O segundo aprendizado foi a resistência cultural da organização ao processo de escolha e preparação dos sucessores técnicos e funcionais. A escolha foi inicialmente através da indicação dos gestores e posteriormente referendada pelos tutores. A primeira constatação é que se conhecia pouco das pessoas que atuavam nas trajetórias técnicas e funcionais. Muitas das pessoas pensadas pelos gestores para sucessão técnica e funcional eram as pessoas que também indicavam para serem seus sucessores.

Quando foi iniciado o processo de tutoria os gestores ficaram surpresos com o tempo a ser dispendido no processo. Na organização onde realizávamos os trabalhos os conhecimentos a serem transmitidos eram de grande complexidade, por essa razão foram eleitas pessoas com uma boa e sólida formação técnica e teórica. Para transmitir esse conhecimento eram necessárias reuniões semanais de 2 a 4 horas de duração por um período de dois anos. Isso implicava que tutor e orientado se ausentariam de suas posições de trabalho e os gestores não estavam preparados para tanto.

Nessa experiência o grande problema para viabilizar o processo foi a resistência dos gestores que, naquele momento, estavam muito pressionados por resultados.

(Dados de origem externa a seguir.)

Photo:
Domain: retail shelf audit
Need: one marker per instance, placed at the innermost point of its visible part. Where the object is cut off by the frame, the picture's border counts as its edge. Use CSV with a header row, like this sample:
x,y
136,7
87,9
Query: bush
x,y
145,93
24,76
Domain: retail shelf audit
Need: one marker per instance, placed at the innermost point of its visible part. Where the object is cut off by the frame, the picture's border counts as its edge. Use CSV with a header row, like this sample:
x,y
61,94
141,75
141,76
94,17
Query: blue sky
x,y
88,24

A viabilização do processo demorou um longo tempo e se deu a partir do momento em que se obteve uma negociação com os gestores em relação à forma e ao conteúdo do processo de preparação das pessoas.

Recomendações para o aprimoramento desses processos

Observando as experiências em empresas americanas e europeias, o processo sucessório nas trajetórias técnicas e funcionais deve envolver tanto o corpo gerencial quanto o corpo técnico/funcional mais sênior da organização. O processo de preparação é mais longo e custoso e, por essa razão, as pessoas indicadas para a sucessão devem ser pessoas com grande possibilidade de se realizar na trajetória técnica ou funcional e de permanecer na organização.

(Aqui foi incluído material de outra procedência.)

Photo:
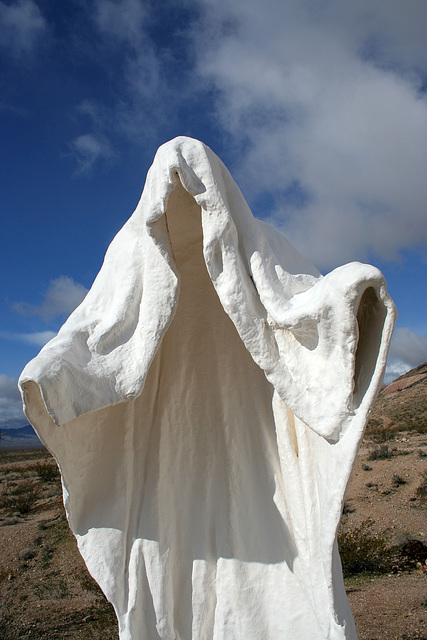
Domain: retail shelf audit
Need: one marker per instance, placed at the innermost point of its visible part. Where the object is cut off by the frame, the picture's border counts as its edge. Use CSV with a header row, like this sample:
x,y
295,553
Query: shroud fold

A permanência na organização é algo importante porque terão acesso a conhecimentos críticos para o negócio e se a organização atua em um setor muito competitivo a perda dessas pessoas pode representar um golpe duro para o seu processo de geração de inovações e manutenção de diferenciais. Nesses casos é comum haver contratos de sigilo e uso do conhecimento fora da organização.

A participação dos profissionais mais sêniores nos processos de desenvolvimento das pessoas nas trajetórias técnicas e funcionais deve se iniciar mais cedo, para quando a pessoa chegar no momento de decisão entre a trajetória gerencial ou técnica/funcional esteja mais madura.

Finalmente, uma fragilidade que encontramos em quase todas as organizações com carreiras em “Y” é um baixo nível de informação sobre as pessoas que atuam nas trajetórias técnicas e funcionais. Por essa razão uma trajetória bem definida, com critérios de ascensão claros pode ajudar a organização monitorar a evolução das pessoas nessas trajetórias.

E um dos casos investigados os profissionais em cada degrau da carreira são continuamente avaliados e posicionados em uma classificação de 1 a 4, onde é avaliado o nível de atuação da pessoa e 1 indica que a pessoa está amadurecendo naquele nível de complexidade, 2 a pessoa já está madura no nível, 3 a pessoa já tem condições de suportar níveis maiores de complexidade e 4 a pessoa já está atuando em níveis de maior complexidade, normalmente já incorpora atribuições e responsabilidades do nível acima.

Onde se avalia, também, o quanto a pessoa preenche os níveis de conhecimento e preparo exigidos pela posição e 1 indica uma pessoa que não tem toda capacidade necessária para a posição, 2 indica que a pessoa já detém toda a capacidade exigida pela posição, 3 indica que a pessoa excede as exigências para a posição e 4 a pessoa já preenche as capacidades exigidas pela posição acima.

O exemplo citado permite à organização um acompanhamento do desenvolvimento das pessoas em cada degrau da carreira. O fato de ter criado critério para esse enquadramento propiciou seu aperfeiçoamento ao longo do tempo, ou seja, hoje possui critérios bem refinados e aceitos por todos como legítimos e bons indicadores de ações de investimentos e desenvolvimento dos integrantes dessas trajetórias.